The U.S Preventive Services Task Force has now issued revised recommendations for breast-cancer screening for patients who have no indications of high risk. In part, they moved the earliest age for mammography back up from 40 to 50, at which point they recommend a scan every two years rather than every year.
These recommendations were based not primarily on financial costs, but on health risks to patients:
"The harms resulting from screening for breast cancer include psychological harms, unnecessary imaging tests and biopsies in women without cancer, and inconvenience due to false-positive screening results. Furthermore, one must also consider the harms associated with treatment of cancer that would not become clinically apparent during a woman's lifetime (overdiagnosis), as well as the harms of unnecessary earlier treatment of breast cancer that would have become clinically apparent but would not have shortened a woman's life. Radiation exposure (from radiologic tests), although a minor concern, is also a consideration."

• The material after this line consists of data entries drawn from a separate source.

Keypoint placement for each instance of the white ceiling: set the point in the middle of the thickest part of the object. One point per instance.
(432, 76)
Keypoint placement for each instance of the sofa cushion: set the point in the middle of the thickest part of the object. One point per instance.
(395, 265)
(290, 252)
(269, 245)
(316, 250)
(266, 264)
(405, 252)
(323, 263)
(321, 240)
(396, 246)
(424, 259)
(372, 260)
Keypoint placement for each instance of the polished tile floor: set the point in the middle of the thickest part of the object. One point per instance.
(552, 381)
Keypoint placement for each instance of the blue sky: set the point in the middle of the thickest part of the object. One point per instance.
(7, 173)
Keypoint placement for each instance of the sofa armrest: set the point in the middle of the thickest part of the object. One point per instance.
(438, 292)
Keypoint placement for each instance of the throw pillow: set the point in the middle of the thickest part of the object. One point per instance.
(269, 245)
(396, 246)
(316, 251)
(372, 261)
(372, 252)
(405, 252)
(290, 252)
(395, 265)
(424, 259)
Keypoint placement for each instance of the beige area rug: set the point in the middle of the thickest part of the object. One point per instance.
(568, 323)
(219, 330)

The blog, Science-Based Medicine, has a thoughtful and thorough discussion of the issue, written before the recent recommendations. I highly recommend it.
In a rather odd move, the Times published a balancing article by Roni Caryn Rabin on the same day (at least in the paper edition), although it was buried in the "Health" section, not on the front page with Kolata's.

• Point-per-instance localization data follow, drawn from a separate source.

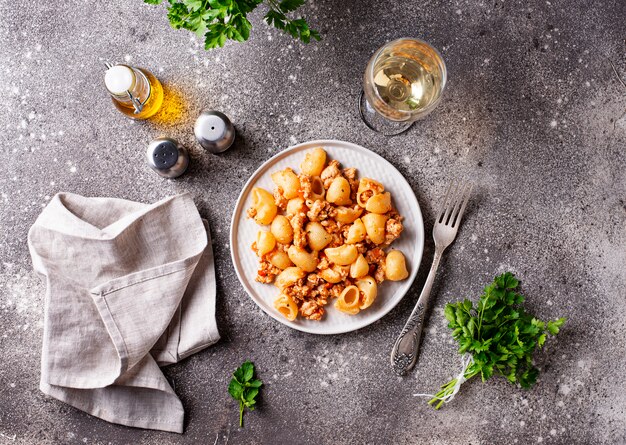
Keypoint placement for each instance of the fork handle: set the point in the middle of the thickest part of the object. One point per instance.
(404, 352)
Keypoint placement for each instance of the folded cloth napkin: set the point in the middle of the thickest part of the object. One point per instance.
(130, 287)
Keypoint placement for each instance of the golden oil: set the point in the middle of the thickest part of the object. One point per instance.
(135, 92)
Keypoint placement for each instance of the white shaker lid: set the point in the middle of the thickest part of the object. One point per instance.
(118, 79)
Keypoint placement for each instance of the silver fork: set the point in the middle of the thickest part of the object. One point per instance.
(404, 352)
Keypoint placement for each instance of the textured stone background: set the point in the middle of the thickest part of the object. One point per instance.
(533, 113)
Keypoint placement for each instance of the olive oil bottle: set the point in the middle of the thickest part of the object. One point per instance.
(135, 91)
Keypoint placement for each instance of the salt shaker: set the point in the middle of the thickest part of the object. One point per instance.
(167, 157)
(214, 131)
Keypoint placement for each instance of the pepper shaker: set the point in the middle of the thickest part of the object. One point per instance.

Rabin's story empathetically interviews screening advocates, including people who have been treated for breast cancer. But in its empathy, story misses the opportunity to clarify the issues. Or perhaps in the extended quotes, the author is deliberately allowing the sources to reveal themselves? It's hard to tell.
For example, one woman calls screening her "security blanket." "'If someone ran a computer analysis that determined that wearing a seat belt is not going to protect you from being killed during a crash, would you stop using a seat belt?' Ms. Young-Levi asked."
Although it's hard to imagine, I certainly would stop using a seat belt if the best evidence indicated it, whatever psychological security I might ascribe to it.
The story later quotes another survivor: "'You're going to start losing a lot of women,' said Sylvia Moritz, 54, of Manhattan, who learned she had breast cancer at 48 after an annual mammogram. 'I have two friends in their 40s who were just diagnosed with breast cancer. One of them just turned 41. If they had waited until she was 50 to do a routine mammogram, they wouldn't have to bother on her part — she'd be dead.'"
The author negligently lets this quote stand: the whole point of the recommendations is that if those friends had not been diagnosed, they might be doing just fine now, without the risk of the tests and procedures they underwent because of the diagnosis.
But the unfortunate reality is that we need tests that better predict cancer progression, rather than merely signaling its presence. Without such tests, the recommendations can only trade off lives lost (and other damage) because treatment was unnecessarily aggressive with other lives lost because it wasn't aggressive enough.